I like listening to music such as Electronic, Dance, Rock, Pop and Rap.

I like to sing when no one is around.



SpaceRanger said:


> Random thought that keeps me up at night: is a snowcone considered a food?


Damn, same here. When a random question pops up in my head, I just need to go research about it on my phone because I'm curious. Question after question, they keep me up at night. :time


----------



## SpaceRanger (Oct 28, 2012)

Kusari said:


> I like anime and manga, but mainly just watch anime. Some of my favourite anime are One Piece, Sword Art Online, Darker than Black, Durarara!! and Beelzebub.
> 
> I like playing games.
> 
> ...


Anime, electronic and rap music, singing when no one else is around... We should totally be friends.


----------



## Kusari (Nov 4, 2013)

SpaceRanger said:


> Anime, electronic and rap music, singing when no one else is around... We should totally be friends.


That will be great. :yes


----------



## caveofmystery (Nov 1, 2013)

I stay up late, wake up ten minutes before leaving of bus and prepare myself in hurry xd

I drink ca. 5 cups of tea a day 

I listen to rap ;D

My neigbours are always annoyed by loud music from my speakers xd

People find me awkward but I dont know why o_o


----------



## Donnie in the Dark (Mar 15, 2011)

Bluestar29 said:


> I like to talk Spanish more than English since it is my first language( and it sounds more romantic than English.)





ratherunique11 said:


> Tienes razón :yes.


 Yo estoy de acuerdo tambien.


----------



## Moonchild23 (Aug 20, 2013)

SpaceRanger said:


> We should totally be friends.


^That right there is what we're all looking for, great start everyone! Hopefully you're all thinking "Hey, I could actually speak to that random stranger" about at least one random stranger. Keep it up, folks!:high5


----------



## SpaceRanger (Oct 28, 2012)

Moonchild23 said:


> ^That right there is what we're all looking for, great start everyone! Hopefully you're all thinking "Hey, I could actually speak to that random stranger" about at least one random stranger. Keep it up, folks!:high5


Well I'm glad the party is starting.


----------



## ThrowAwayMRE (Jul 27, 2013)

Ok might as well share. 

I'm really into gaming especially on PC; I've got 153 games in my steam library x_x. I enjoy reading especially Disc world books. My favorite film is probably The Dark knight. I read batman comics now and then. I also maintain a gmod server for a friend. I'm fairly chatty on Skype and tend to reply pretty quick since I've got nothing better to do xD. Guess that's about it :/


----------



## Gavroche (Jan 12, 2013)

What a great thread, I so often see threads concerning people wanting contacts on skype or facebook adds, but no other information that would even indicate these people have anything to talk about, one of the reasons I don't really post in such threads. 


Some things about me: 

I can create a very long and deep conversation about almost anything.
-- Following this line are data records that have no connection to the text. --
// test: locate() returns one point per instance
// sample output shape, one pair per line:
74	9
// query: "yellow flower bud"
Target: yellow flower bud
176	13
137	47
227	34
I have no interest in cars, and have not nor intend to watch any of the fast and furious films. 

I work out with weights and like to run and walk in warmer weather, but have no interest in discussing workout plans, supplements, vitamins, etc that I see other guys often enjoy discussing

I like watching football, basketball, and hockey, and root for my respective teams (Jets, Knicks, Rangers) but during a recent period of self reflection I've decided to not emotionally invest myself so much in such things, it does more harm than good I've noticed. 

I daydream often

I Have a dry but lively sense of humor, but can't stand the vast majority of current comedy films.

I'm quick to question common behaviors people do but never think about why they do them; I've also been known to air my frustrations about various things in a most comically-critical manner. 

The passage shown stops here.